Hillary pushed off the doorjamb.
“I’ll get it,” she said, leaving Keely and Harley behind in what Keely knew was her eagerness to get a look at Devon Tarlington.
Carrying Harley, Keely followed, reaching the entry as her sister opened the door.
And when she did, there stood the man who had not been off Keely’s mind since the afternoon before, looking even better than she remembered in a navy-blue Henley shirt, a sport coat and a pair of jeans.
“Hi,” he said to Hillary, “I’m Devon Tarlington. And I’ll bet you’re Keely Gilhooley’s sister.”
“Hillary,” Hillary countered as she opened the screen door to let him in.
He stepped inside, catching sight of Keely only then. But the moment he did, he smiled a smile that rippled from his oh-so-supple mouth all the way up to his eyes where it settled and radiated a warmth Keely thought she could almost feel.
“Hello again,” she said simply enough, trying not to be affected by that megawatt smile.
“Hi,” he repeated.
Then his gaze went from her to Harley and she watched tension tighten his features. “Let me guess, this must be the man in question.”
“This is Harley,” Keely offered, catching sight of Hillary standing behind Devon Tarlington and mouthing, “Killer cute!”
Hillary closed the door and joined them.
But because Keely was a little afraid her sister might say or do something to embarrass her—and maybe because she didn’t want her sister intruding on this—she said, “I think we’ll be okay on our own, Hill. You can get to that shower you wanted to take.”
“Did I want to take a shower?” Hillary asked in mock ignorance.
“Yes, you did,” Keely insisted.
Hillary let her gaze roll pointedly from Keely to Devon and back to Keely before she said, “I guess that means I’m leaving.”
“Right.”
“Nice to meet you,” Hillary said to Devon.
“Uh, you, too,” he responded, sounding confused by what was passing between the sisters.
Hillary retraced her path to the stairs but not without pausing to whisper to Keely, “This has to be who Clarissa left the other guy for.”
Keely didn’t respond, but instead kept her attention on Devon Tarlington and said, “Shall we do this in the living room where we can all be comfortable?”

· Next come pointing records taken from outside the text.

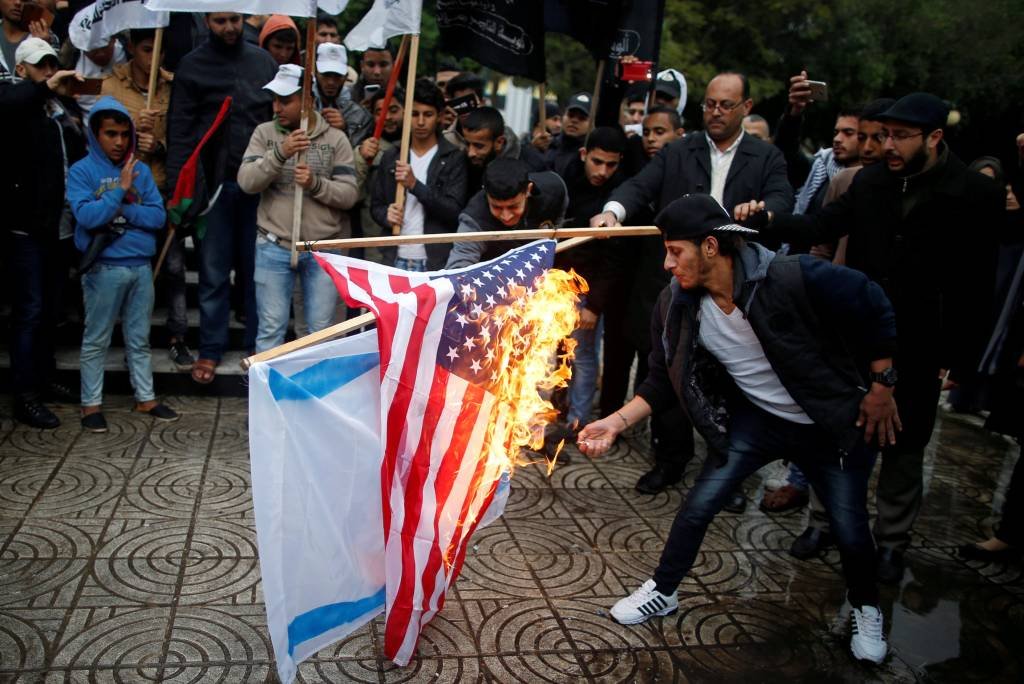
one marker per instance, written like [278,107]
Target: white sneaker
[644,603]
[866,640]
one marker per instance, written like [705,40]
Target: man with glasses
[906,220]
[721,161]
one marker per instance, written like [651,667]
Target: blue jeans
[111,292]
[37,274]
[230,228]
[583,386]
[274,282]
[412,265]
[756,438]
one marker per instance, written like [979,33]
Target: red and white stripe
[435,485]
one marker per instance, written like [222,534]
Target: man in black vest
[770,356]
[512,199]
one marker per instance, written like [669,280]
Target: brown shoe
[784,499]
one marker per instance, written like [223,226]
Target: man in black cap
[564,146]
[770,356]
[903,219]
[512,199]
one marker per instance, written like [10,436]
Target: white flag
[385,19]
[93,26]
[289,7]
[315,455]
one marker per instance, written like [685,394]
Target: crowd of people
[808,307]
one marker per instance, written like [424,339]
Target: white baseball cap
[33,50]
[288,81]
[332,58]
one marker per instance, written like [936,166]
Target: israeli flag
[315,456]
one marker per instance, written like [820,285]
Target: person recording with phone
[37,221]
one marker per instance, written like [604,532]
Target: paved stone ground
[131,556]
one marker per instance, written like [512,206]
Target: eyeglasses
[900,136]
[725,105]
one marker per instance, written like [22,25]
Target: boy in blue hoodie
[116,201]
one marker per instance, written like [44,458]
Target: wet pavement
[131,556]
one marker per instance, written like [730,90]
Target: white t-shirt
[415,215]
[731,340]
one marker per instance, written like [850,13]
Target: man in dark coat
[770,355]
[224,65]
[904,219]
[44,138]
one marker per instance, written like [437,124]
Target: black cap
[694,216]
[581,101]
[667,84]
[918,109]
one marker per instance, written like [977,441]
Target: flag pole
[391,82]
[479,237]
[353,324]
[307,84]
[407,126]
[594,98]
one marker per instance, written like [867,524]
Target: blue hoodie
[96,199]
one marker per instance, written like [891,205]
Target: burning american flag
[464,355]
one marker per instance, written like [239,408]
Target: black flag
[511,42]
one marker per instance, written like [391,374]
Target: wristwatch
[887,377]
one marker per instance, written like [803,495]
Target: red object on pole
[389,90]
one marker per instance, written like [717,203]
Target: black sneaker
[161,412]
[54,391]
[33,413]
[658,479]
[812,542]
[181,355]
[94,422]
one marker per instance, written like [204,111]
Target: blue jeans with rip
[230,228]
[756,438]
[110,293]
[274,281]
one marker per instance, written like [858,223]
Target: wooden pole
[595,98]
[307,85]
[407,126]
[352,324]
[158,45]
[482,236]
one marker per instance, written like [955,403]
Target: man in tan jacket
[269,167]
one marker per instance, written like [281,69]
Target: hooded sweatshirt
[96,200]
[278,23]
[265,170]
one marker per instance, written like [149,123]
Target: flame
[529,365]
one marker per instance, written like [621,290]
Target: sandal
[204,371]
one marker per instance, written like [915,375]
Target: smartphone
[86,87]
[636,72]
[819,91]
[34,12]
[464,104]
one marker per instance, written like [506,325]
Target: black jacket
[596,260]
[820,326]
[546,206]
[683,167]
[907,234]
[442,196]
[32,175]
[205,77]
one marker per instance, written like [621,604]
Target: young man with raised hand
[770,355]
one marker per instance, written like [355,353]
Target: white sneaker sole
[861,655]
[643,618]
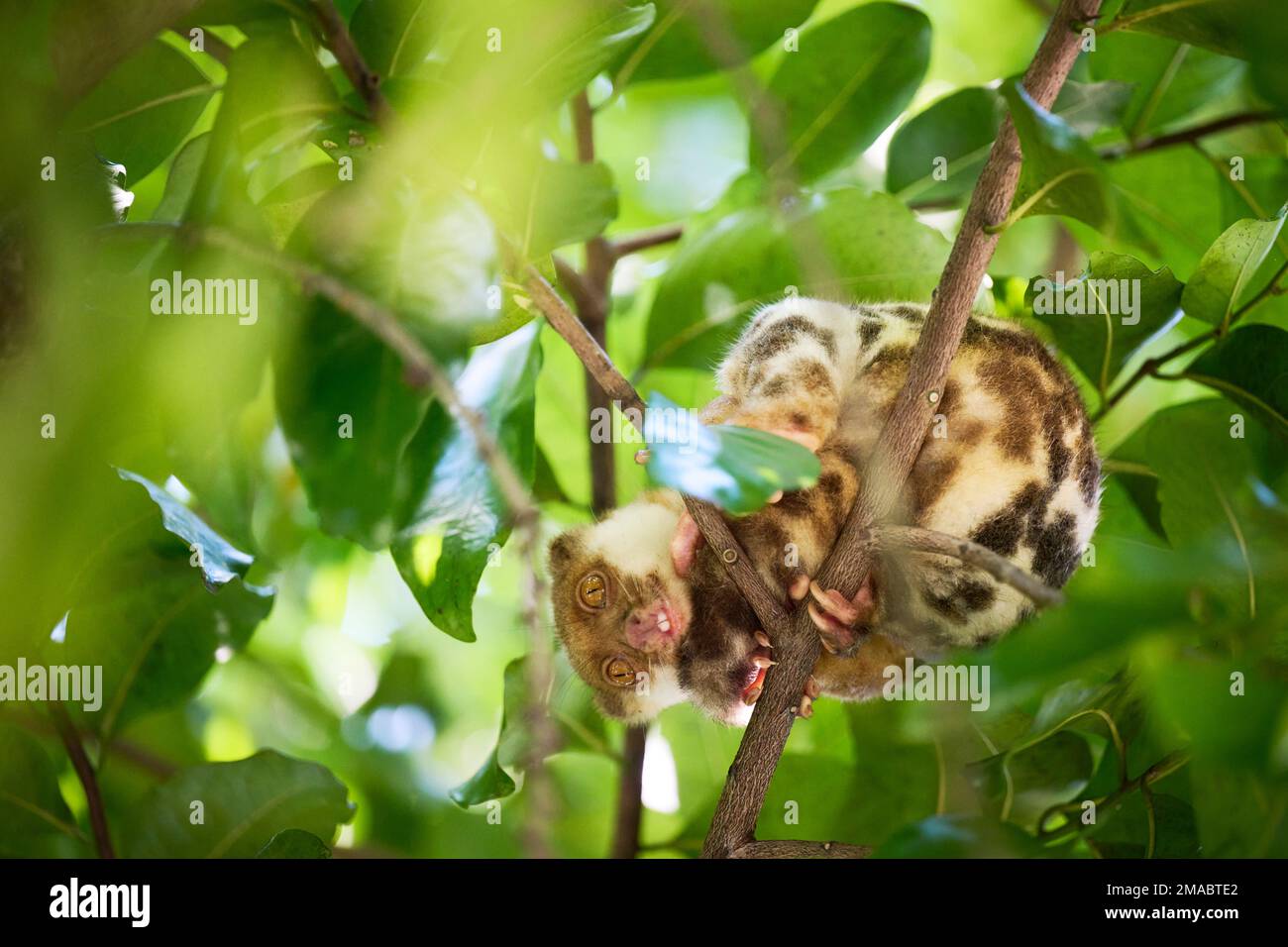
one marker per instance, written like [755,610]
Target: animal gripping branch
[734,822]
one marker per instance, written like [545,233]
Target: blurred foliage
[292,566]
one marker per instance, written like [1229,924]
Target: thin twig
[89,780]
[1188,136]
[790,848]
[630,805]
[336,38]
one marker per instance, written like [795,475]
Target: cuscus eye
[592,591]
[618,672]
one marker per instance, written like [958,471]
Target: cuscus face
[621,608]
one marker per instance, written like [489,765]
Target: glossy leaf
[154,603]
[874,250]
[294,843]
[1227,269]
[961,128]
[145,108]
[1109,312]
[1060,172]
[678,44]
[735,468]
[1249,367]
[395,35]
[455,519]
[33,813]
[853,76]
[958,836]
[244,805]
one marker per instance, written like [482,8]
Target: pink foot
[841,621]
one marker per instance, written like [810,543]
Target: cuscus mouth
[755,682]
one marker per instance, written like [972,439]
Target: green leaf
[735,468]
[294,843]
[679,46]
[33,812]
[570,711]
[145,108]
[872,243]
[958,836]
[489,783]
[1125,831]
[394,37]
[518,60]
[243,806]
[1215,290]
[1109,312]
[1206,493]
[181,179]
[559,202]
[455,521]
[1170,80]
[853,76]
[155,600]
[1220,25]
[218,560]
[275,94]
[1060,172]
[1025,784]
[348,416]
[1249,367]
[961,128]
[343,401]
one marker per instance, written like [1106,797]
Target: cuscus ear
[563,548]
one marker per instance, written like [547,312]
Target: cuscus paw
[806,706]
[841,621]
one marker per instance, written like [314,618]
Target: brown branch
[800,849]
[85,774]
[630,806]
[336,38]
[708,519]
[1003,570]
[734,822]
[1190,134]
[592,308]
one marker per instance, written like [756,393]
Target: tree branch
[85,774]
[1190,134]
[336,37]
[630,806]
[734,822]
[777,848]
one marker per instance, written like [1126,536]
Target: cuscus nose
[651,628]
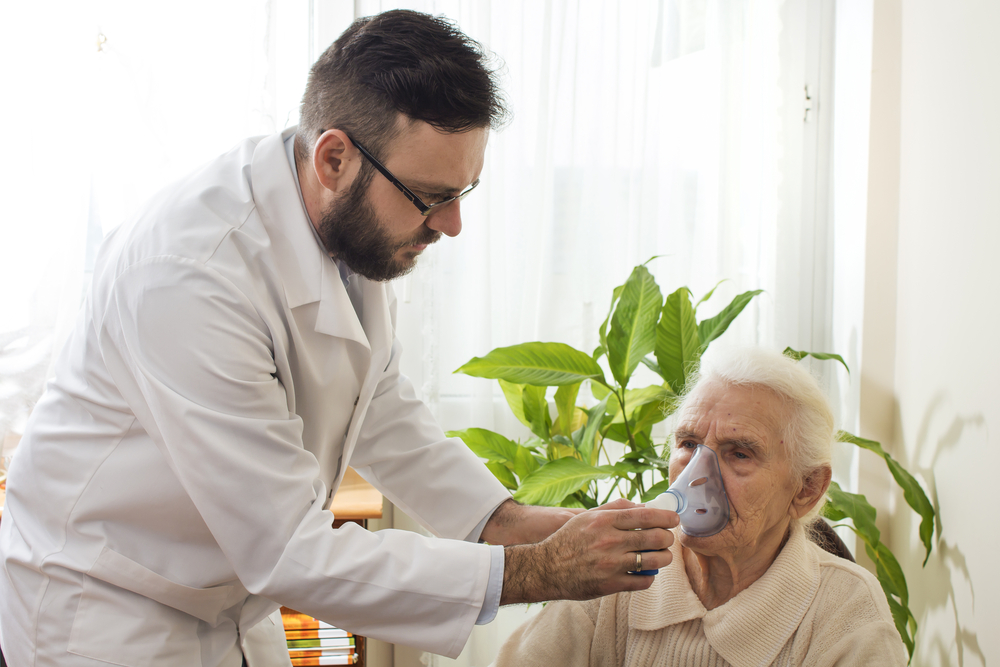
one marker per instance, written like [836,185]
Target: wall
[935,66]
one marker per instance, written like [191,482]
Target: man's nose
[448,221]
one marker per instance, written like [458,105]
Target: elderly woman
[758,592]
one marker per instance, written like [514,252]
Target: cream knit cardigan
[809,609]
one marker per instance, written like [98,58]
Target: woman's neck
[718,578]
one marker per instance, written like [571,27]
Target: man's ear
[335,161]
[813,488]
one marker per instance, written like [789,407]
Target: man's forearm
[513,523]
[591,555]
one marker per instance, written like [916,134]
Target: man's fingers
[619,504]
[636,561]
[653,539]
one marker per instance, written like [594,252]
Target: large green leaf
[550,484]
[713,327]
[566,406]
[536,411]
[514,393]
[653,366]
[636,398]
[633,324]
[602,332]
[487,445]
[709,294]
[525,463]
[678,346]
[887,570]
[502,473]
[541,364]
[912,492]
[655,490]
[856,507]
[799,355]
[900,616]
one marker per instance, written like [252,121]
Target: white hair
[810,431]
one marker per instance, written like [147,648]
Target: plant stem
[628,430]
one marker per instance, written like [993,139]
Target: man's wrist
[521,580]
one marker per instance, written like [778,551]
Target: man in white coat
[235,353]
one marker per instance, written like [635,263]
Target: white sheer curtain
[639,129]
[105,101]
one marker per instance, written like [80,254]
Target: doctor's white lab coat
[170,490]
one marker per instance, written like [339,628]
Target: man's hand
[513,523]
[590,556]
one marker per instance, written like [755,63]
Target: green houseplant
[568,453]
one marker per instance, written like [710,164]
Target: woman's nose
[448,221]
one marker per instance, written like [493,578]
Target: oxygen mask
[698,496]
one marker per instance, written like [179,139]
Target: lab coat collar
[308,273]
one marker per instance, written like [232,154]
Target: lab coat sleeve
[194,359]
[400,442]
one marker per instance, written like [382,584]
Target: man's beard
[353,233]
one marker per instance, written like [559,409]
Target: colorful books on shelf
[312,642]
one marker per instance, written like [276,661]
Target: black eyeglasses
[425,209]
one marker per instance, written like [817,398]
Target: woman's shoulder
[849,592]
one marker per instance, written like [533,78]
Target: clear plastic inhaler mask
[698,496]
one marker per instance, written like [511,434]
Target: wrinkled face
[376,230]
[743,426]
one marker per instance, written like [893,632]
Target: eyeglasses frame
[425,209]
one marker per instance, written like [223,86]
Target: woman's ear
[335,161]
[814,486]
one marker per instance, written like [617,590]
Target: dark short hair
[398,62]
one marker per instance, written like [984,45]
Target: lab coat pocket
[129,615]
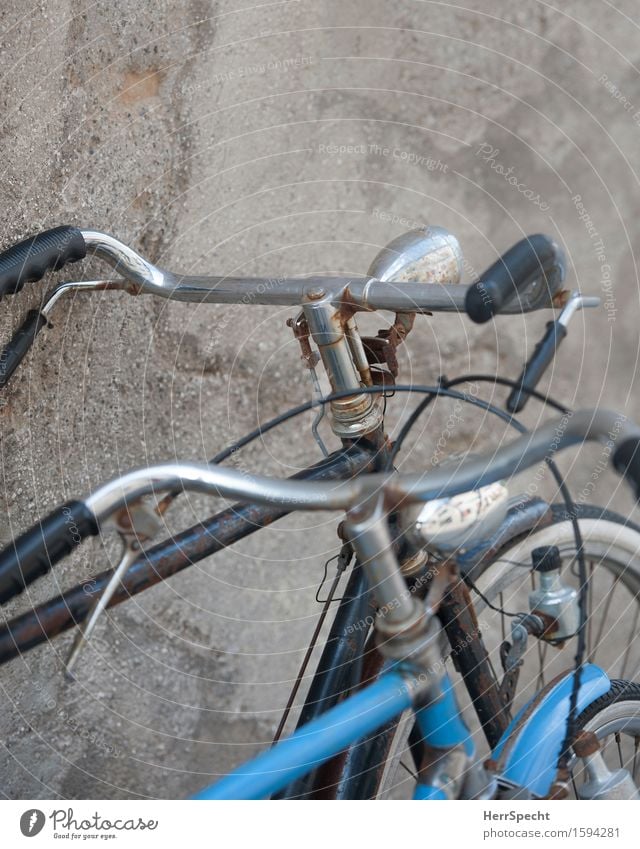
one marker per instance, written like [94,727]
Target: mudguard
[527,753]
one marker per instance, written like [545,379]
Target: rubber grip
[13,354]
[536,366]
[626,461]
[33,553]
[31,259]
[534,258]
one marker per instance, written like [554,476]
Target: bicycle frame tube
[526,756]
[316,742]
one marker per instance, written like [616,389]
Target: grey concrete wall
[295,138]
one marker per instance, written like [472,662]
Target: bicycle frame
[526,755]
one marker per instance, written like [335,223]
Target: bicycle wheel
[612,553]
[615,720]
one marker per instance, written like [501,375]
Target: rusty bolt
[315,294]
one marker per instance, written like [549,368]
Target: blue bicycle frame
[527,753]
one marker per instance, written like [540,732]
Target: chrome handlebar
[140,276]
[396,489]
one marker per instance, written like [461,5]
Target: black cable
[565,751]
[347,393]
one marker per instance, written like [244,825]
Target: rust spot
[140,85]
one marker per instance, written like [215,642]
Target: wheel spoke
[619,745]
[592,654]
[590,610]
[634,628]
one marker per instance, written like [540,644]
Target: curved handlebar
[37,550]
[533,269]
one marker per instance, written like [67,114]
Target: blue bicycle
[415,546]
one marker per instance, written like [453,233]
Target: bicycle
[441,566]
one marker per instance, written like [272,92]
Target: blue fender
[527,753]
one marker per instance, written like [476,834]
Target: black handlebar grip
[33,553]
[626,461]
[13,354]
[31,259]
[534,258]
[536,366]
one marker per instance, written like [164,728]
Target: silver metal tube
[372,543]
[471,473]
[365,293]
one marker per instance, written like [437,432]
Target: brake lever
[16,350]
[136,524]
[546,349]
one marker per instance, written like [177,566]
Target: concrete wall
[293,138]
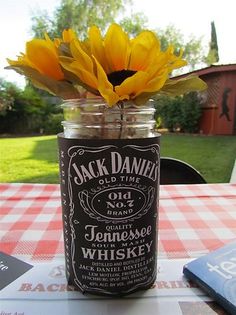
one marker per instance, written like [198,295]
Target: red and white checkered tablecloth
[193,220]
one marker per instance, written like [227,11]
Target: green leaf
[188,84]
[62,89]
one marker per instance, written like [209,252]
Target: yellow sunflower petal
[105,87]
[130,87]
[81,56]
[117,48]
[88,78]
[44,58]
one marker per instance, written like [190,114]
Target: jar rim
[98,102]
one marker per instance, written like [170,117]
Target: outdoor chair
[173,171]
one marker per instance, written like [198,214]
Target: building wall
[219,103]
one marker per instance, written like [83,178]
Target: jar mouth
[75,125]
[100,103]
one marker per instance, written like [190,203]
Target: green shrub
[53,124]
[181,113]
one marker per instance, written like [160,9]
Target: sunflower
[40,63]
[119,68]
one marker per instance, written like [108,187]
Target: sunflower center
[117,77]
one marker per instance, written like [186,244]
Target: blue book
[216,274]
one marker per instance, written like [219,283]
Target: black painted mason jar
[109,166]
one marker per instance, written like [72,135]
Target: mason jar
[109,166]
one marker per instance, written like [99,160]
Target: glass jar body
[93,119]
[109,166]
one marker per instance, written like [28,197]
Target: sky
[188,16]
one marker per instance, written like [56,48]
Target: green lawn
[34,159]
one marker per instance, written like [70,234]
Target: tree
[213,54]
[193,51]
[79,15]
[135,23]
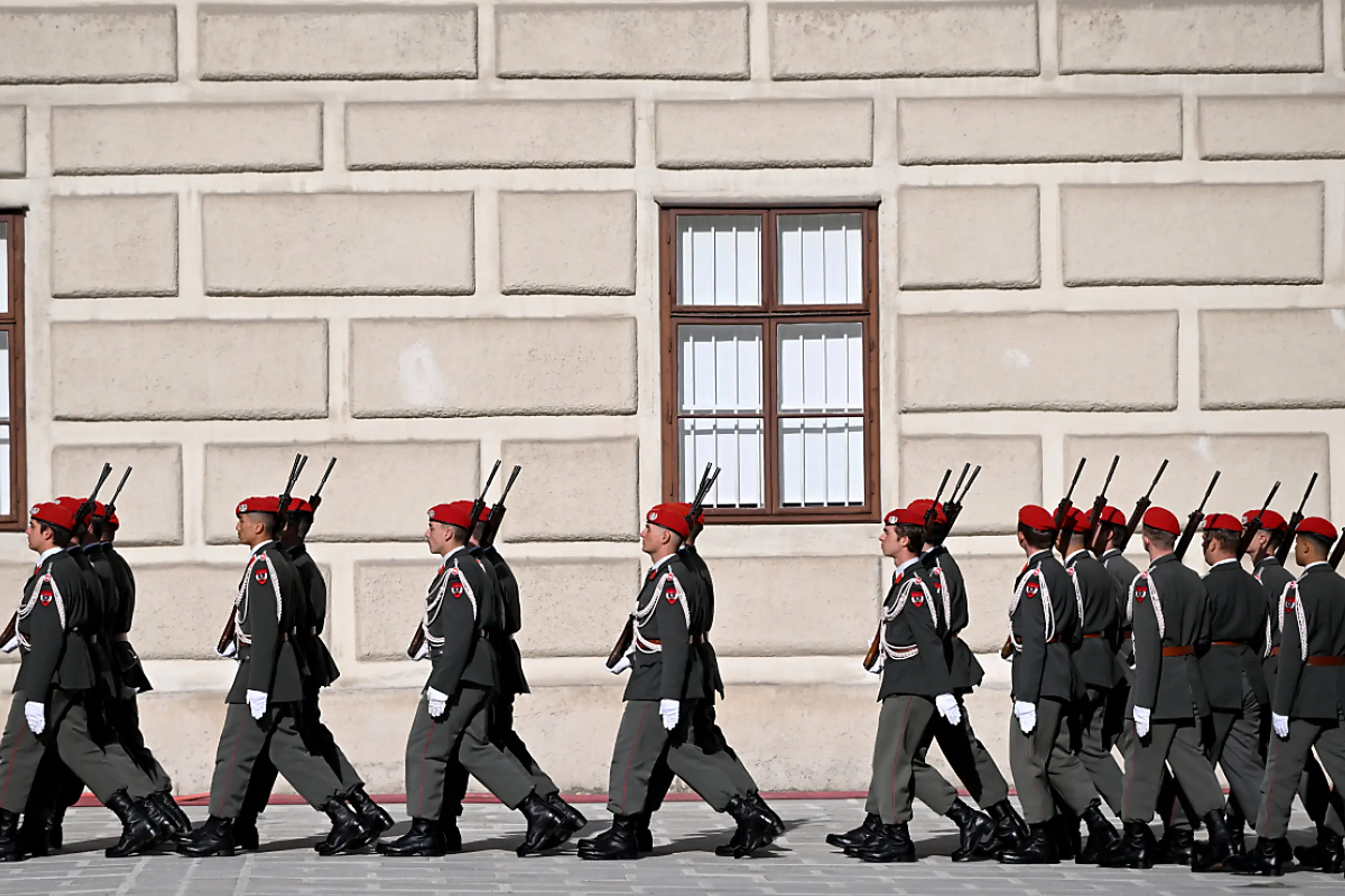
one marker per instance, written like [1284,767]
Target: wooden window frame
[11,320]
[769,317]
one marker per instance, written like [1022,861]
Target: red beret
[671,517]
[1226,523]
[1163,520]
[1034,517]
[457,513]
[53,514]
[923,506]
[1319,526]
[264,505]
[1270,520]
[1113,516]
[904,517]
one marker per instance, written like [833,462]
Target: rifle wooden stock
[623,643]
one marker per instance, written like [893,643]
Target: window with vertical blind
[14,477]
[770,365]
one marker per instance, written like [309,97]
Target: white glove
[37,716]
[671,711]
[1027,715]
[438,703]
[949,708]
[1141,716]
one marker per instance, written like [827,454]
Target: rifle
[226,637]
[1254,526]
[1288,543]
[1195,520]
[1065,526]
[1141,506]
[1099,505]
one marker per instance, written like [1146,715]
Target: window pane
[822,462]
[821,260]
[720,369]
[735,446]
[719,260]
[821,368]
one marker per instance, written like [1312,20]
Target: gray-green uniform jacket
[946,578]
[912,638]
[1044,624]
[669,622]
[1312,619]
[1169,610]
[1095,593]
[1238,637]
[51,649]
[270,607]
[460,610]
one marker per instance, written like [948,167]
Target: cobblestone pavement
[684,863]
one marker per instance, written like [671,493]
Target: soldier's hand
[37,715]
[436,703]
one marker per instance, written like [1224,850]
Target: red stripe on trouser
[626,779]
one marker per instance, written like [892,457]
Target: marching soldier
[462,614]
[1168,701]
[1321,802]
[320,673]
[267,701]
[50,692]
[1095,595]
[662,717]
[1044,629]
[1231,668]
[1309,700]
[916,685]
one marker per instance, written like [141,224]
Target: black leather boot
[347,830]
[860,837]
[891,845]
[138,832]
[424,839]
[619,841]
[10,848]
[546,828]
[170,808]
[1134,849]
[1219,851]
[1264,859]
[213,839]
[573,818]
[755,829]
[1039,849]
[1327,855]
[371,816]
[976,830]
[1101,836]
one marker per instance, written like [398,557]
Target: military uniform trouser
[642,743]
[1235,747]
[1177,744]
[277,735]
[320,743]
[463,731]
[1044,768]
[68,732]
[1096,738]
[1285,760]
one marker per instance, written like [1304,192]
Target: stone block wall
[424,236]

“Whatever you think,” he agreed.
Keely’s and Hillary’s house was similar to Devon’s, only the living room was to the left of the entry. Unlike Devon’s bare-necessities decorating, their home was done in a cozy French-country style, keeping to dark blues and brick reds with a dash of mustard yellow here and there to brighten it up.
The furniture was all well-cushioned and comfy. A braided rug occupied the center of the hardwood floor and a large sofa and two chairs stood around a rustic coffee table. Also unlike Devon’s living room, the focal point was the antique fireplace, not the entertainment center which, in this case, was an armoire hiding a television and stereo system.
“Would you like to see if Harley will come to you?” Keely asked as she turned on the wrought-iron pole lamps that were sentries on either side of the couch.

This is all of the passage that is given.